Fraud/Misrepresentation Charge of Inadmissibility under INA §212(a)(6)(c) Vacated By U.S. Customs & Border Protection for Canadian Citizen
/Last week, we received a formal letter from U.S. Customs & Border Protection (CBP) confirming that the Expedited Removal Order that had been issued against our client had been modified to vacate the fraud/misrepresentation charge lodged against our client under INA §212(a)(6)(c), which is a huge success for our client and has significant ramifications for her future U.S. immigration options.

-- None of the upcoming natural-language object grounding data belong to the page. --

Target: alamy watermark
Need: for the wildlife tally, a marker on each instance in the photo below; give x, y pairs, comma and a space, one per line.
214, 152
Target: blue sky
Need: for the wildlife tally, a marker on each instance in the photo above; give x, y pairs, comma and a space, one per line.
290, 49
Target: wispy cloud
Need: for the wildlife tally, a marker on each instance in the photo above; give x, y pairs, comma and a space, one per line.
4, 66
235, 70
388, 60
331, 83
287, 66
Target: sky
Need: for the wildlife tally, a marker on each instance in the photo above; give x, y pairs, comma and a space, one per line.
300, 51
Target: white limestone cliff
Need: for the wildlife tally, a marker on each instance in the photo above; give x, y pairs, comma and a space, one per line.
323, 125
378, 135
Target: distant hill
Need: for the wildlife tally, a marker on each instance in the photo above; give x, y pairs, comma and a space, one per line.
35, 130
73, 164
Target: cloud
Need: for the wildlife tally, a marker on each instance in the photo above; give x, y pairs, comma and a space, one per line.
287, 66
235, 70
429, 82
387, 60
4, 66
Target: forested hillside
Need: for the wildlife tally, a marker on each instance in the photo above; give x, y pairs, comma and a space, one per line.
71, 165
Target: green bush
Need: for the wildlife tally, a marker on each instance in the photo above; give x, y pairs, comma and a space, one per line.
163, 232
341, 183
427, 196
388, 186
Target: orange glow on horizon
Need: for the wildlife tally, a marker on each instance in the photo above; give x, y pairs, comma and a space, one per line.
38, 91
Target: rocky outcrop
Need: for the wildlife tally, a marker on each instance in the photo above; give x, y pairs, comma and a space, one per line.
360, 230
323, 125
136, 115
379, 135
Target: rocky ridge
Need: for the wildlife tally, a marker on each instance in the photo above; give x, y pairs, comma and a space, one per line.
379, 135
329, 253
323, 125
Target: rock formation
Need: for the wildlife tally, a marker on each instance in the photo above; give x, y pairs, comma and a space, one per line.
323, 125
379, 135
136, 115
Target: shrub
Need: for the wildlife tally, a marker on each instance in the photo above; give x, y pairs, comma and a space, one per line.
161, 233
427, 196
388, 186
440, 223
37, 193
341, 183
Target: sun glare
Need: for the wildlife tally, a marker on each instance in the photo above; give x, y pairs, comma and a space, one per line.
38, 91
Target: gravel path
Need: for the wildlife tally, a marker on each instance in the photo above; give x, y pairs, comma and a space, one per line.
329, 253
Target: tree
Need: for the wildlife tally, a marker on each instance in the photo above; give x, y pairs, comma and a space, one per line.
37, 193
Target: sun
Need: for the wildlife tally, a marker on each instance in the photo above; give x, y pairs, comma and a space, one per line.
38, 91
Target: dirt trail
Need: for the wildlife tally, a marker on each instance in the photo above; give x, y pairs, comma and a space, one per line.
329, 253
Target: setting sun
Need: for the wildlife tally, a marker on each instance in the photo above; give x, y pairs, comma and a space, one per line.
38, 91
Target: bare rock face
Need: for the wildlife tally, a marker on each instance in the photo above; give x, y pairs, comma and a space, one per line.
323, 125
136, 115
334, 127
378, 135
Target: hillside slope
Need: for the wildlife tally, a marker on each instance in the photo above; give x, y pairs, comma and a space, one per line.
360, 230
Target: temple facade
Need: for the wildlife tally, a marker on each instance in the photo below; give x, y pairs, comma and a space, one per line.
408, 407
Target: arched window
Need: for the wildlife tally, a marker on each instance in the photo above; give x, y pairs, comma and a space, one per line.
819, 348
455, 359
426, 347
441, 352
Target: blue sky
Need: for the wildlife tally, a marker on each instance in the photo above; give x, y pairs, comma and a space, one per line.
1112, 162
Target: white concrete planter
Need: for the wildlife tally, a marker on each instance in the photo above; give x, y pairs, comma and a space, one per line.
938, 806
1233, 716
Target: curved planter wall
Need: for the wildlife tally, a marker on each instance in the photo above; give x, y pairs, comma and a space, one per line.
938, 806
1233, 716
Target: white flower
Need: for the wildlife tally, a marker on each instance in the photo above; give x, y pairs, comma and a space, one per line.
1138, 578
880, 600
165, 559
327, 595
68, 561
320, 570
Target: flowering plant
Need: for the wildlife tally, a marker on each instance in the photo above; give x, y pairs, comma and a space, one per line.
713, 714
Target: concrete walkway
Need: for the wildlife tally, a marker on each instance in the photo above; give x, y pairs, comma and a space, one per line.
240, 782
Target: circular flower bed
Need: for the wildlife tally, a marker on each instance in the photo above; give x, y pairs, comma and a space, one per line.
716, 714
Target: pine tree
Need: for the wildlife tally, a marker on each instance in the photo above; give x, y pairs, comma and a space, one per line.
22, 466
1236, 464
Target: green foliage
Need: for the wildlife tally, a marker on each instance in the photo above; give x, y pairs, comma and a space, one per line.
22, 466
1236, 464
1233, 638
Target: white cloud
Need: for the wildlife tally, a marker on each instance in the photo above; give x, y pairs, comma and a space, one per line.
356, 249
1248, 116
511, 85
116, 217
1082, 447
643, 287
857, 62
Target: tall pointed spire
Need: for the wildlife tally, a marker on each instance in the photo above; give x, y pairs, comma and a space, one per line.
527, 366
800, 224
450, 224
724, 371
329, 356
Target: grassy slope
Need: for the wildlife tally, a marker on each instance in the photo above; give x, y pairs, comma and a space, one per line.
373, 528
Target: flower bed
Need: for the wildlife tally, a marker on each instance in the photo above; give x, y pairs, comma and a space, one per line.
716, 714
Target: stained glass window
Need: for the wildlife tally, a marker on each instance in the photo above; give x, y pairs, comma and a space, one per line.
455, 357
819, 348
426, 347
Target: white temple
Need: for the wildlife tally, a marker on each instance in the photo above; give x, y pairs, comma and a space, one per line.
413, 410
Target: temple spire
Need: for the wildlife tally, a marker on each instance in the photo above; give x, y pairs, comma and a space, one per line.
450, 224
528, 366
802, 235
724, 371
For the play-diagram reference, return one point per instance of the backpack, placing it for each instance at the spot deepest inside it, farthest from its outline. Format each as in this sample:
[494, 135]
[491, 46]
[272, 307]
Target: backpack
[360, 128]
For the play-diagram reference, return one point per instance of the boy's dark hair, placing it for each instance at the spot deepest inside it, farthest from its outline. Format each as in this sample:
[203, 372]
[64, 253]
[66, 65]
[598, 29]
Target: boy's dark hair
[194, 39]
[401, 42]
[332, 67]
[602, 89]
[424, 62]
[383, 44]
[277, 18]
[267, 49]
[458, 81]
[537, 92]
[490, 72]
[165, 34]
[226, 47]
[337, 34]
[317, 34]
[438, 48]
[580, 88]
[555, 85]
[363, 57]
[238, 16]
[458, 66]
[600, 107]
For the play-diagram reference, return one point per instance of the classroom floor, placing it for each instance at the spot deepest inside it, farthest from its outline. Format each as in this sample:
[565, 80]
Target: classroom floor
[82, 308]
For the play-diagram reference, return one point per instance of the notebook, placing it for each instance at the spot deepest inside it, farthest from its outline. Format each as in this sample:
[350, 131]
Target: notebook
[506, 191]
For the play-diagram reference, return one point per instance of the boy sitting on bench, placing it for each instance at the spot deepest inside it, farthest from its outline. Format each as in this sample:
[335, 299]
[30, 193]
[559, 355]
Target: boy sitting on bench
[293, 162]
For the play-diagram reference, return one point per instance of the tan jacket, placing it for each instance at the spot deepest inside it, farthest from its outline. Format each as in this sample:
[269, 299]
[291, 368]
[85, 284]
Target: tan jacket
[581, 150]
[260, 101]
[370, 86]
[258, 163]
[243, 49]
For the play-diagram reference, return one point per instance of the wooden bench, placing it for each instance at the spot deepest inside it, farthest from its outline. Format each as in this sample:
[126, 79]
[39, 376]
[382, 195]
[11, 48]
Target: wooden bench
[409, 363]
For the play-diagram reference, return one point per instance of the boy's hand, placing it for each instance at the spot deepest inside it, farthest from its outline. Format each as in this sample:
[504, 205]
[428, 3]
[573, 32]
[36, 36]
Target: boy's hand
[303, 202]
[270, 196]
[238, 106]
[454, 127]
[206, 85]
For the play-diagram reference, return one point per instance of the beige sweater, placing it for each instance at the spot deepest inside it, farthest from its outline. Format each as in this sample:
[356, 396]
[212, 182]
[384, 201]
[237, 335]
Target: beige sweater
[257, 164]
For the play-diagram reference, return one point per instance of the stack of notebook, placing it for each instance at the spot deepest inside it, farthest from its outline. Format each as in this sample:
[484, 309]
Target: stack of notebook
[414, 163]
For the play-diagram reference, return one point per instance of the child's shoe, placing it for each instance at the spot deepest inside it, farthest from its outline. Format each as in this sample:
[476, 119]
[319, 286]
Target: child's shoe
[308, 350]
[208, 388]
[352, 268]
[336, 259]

In August 2010, our client, a Canadian citizen and former Chinese national, misrepresented to CBP that she was living in Canada, when in fact she had remained in the U.S. after being laid off from her H-1B position. Our client, an engineer, had first come to the United States in TN status and had eventually changed to H-1B status. Unfortunately, because of the weak economy, she was laid off from her sponsoring employer, which resulted in her losing her H-1B status. Instead of returning to Canada, our client remained in the U.S. in hopes of securing new employment, which she was able to do. However, since she had failed to maintain her non-immigrant status, she was ineligible to change her to status to TN from within the U.S. and needed to depart the U.S. and apply for admission in TN status at a Port of Entry.
While our client was successfully able to obtain TN approval, it was during one of her attempts to re-enter the U.S. that she was issued a Expedited Removal Order under INA §212(a)(7)(A) and INA §212(a)(6)(c).